Solidarisch durch die Krise: Fairer Handel in Zeiten
von Corona

Auch die Akteure des Fairen Handels agieren im
bestehenden Wirtschaftssystem und unterliegen dabei Wettbewerbsnachteilen, weil
sie viel in die Unterstützung ihrer Handelspartner investieren. Während große
konventionelle Handelsunternehmen Aufträge stornieren, steht der Faire Handel
weiterhin zu seinen Zusagen, finanziert seine Lieferungen vor und unterstützt
seine Handelspartner auf vielfältige Weise – sei es durch Solidaritäts- und
Spendenaktionen oder mit ganz konkreten Hilfeleistungen an Handelspartner.
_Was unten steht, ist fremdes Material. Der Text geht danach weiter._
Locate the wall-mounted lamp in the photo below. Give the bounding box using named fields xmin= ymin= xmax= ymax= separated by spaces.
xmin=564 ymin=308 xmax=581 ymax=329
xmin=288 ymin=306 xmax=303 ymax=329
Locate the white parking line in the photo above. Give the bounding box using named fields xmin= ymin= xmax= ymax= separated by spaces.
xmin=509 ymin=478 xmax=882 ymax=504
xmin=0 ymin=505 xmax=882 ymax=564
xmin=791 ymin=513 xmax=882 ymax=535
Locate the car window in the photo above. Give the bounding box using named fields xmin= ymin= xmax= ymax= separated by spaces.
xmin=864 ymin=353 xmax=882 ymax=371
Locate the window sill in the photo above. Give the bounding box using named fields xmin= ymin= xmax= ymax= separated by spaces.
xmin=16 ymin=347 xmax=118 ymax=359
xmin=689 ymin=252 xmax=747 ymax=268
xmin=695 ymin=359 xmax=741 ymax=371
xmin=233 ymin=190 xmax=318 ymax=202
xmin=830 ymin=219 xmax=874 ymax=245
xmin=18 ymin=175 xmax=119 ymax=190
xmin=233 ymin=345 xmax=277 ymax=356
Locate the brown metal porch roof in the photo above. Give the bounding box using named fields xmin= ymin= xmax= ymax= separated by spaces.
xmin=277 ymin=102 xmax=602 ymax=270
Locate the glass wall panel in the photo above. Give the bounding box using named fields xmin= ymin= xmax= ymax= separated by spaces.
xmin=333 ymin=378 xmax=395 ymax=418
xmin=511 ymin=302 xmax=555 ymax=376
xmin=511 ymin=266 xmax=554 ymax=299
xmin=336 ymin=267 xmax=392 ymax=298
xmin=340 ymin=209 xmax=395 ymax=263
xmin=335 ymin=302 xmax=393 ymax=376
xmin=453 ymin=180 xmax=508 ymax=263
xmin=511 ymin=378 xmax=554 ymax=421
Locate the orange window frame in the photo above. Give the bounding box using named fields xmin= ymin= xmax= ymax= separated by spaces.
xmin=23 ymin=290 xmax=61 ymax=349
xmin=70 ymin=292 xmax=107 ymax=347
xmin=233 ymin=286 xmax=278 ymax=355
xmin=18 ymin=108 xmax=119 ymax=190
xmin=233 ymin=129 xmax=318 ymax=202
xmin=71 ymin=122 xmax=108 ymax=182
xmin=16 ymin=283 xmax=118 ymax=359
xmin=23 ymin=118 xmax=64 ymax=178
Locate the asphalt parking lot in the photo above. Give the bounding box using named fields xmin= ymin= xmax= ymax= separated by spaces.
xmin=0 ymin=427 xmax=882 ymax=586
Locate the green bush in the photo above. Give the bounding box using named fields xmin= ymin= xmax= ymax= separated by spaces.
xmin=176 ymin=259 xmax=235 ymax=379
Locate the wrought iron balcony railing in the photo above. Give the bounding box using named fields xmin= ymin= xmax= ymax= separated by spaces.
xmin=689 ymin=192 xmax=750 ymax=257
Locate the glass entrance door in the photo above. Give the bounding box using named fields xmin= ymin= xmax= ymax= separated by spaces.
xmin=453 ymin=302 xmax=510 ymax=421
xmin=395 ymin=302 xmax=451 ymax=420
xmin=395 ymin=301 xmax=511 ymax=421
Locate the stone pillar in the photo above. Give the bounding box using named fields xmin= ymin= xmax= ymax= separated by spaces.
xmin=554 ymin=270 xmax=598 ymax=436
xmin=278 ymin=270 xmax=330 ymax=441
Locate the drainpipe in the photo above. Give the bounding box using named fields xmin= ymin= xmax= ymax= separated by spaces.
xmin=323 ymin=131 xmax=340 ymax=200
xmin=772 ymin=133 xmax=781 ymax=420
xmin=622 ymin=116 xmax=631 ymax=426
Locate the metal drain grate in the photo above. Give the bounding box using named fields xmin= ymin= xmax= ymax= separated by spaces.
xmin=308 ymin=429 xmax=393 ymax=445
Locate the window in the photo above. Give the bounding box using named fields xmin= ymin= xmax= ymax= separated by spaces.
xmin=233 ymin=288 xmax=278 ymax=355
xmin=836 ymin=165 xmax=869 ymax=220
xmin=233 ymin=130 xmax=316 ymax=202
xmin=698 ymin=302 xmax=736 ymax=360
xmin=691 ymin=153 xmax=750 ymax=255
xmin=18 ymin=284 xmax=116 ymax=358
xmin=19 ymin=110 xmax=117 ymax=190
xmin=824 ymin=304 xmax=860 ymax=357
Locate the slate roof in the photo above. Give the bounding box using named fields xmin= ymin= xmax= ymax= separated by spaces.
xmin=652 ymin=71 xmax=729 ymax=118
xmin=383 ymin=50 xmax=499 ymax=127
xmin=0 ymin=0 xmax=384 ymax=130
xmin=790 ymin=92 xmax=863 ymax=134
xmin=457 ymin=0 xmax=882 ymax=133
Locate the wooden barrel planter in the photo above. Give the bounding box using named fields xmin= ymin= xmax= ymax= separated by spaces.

FFH-Vorstandsvorsitzende Andrea Fütterer bringt den Unterschied auf den Punkt:
"Fair-Handels-Unternehmen wollen die Krise gemeinsam mit ihren
Handelspartnern überstehen, nicht auf deren Kosten." Von der Politik
fordert sie, dass solche zukunftstauglichen und dem Gemeinwohl verpflichteten
Handelspraktiken zur Leitlinie einer neuen Handelspolitik nach Covid-19 gemacht
werden. Wie fällt die Prognose für den Fairen Handel in 2020 aus? Aufgrund der
Schließung vieler Weltläden im Frühjahr, voraussichtlicher steigender
Lieferkosten sowie Transportschwierigkeiten aus dem Globalen Süden, wird es im
Geschäftsjahr 2020 in vielen Bereichen zu Umsatzeinbußen kommen. Obwohl sich die
Lage im Lebensmittelbereich im Juni und Juli etwas entspannt hat, bleibt die
Situation trotzdem prekär. Vor allem im Bereich Handwerk sind die Prognosen
deutlich schlechter. Hier werden Einbußen von 10 bis 20 % befürchtet. „Das ist
insofern dramatisch, als dass Handwerksproduzenten häufig keine andere
wirtschaftliche Tätigkeit ausüben können und selten Land für die
Eigenversorgung besitzen. Ihre Situation ist also besonders kritisch",
erklärt Andrea Fütterer. "Wir brauchen ein System, in dem die
Differenzierung zwischen 'fairem' und 'konventionellem' Handel obsolet wird,
weil ein nach ökologischen und sozialen Kriterien ausgerichteter Fairer Handel
der Standard geworden ist", erklärt Matthias Fiedler. Ein starkes Lieferkettengesetz
und das Verbot von unfairen Handelspraktiken wären wichtige erste Schritte zu
einer Handelspolitik, die den Menschen und die Natur in den Vordergrund stellt
und sich damit als zukunftsfähig erweist.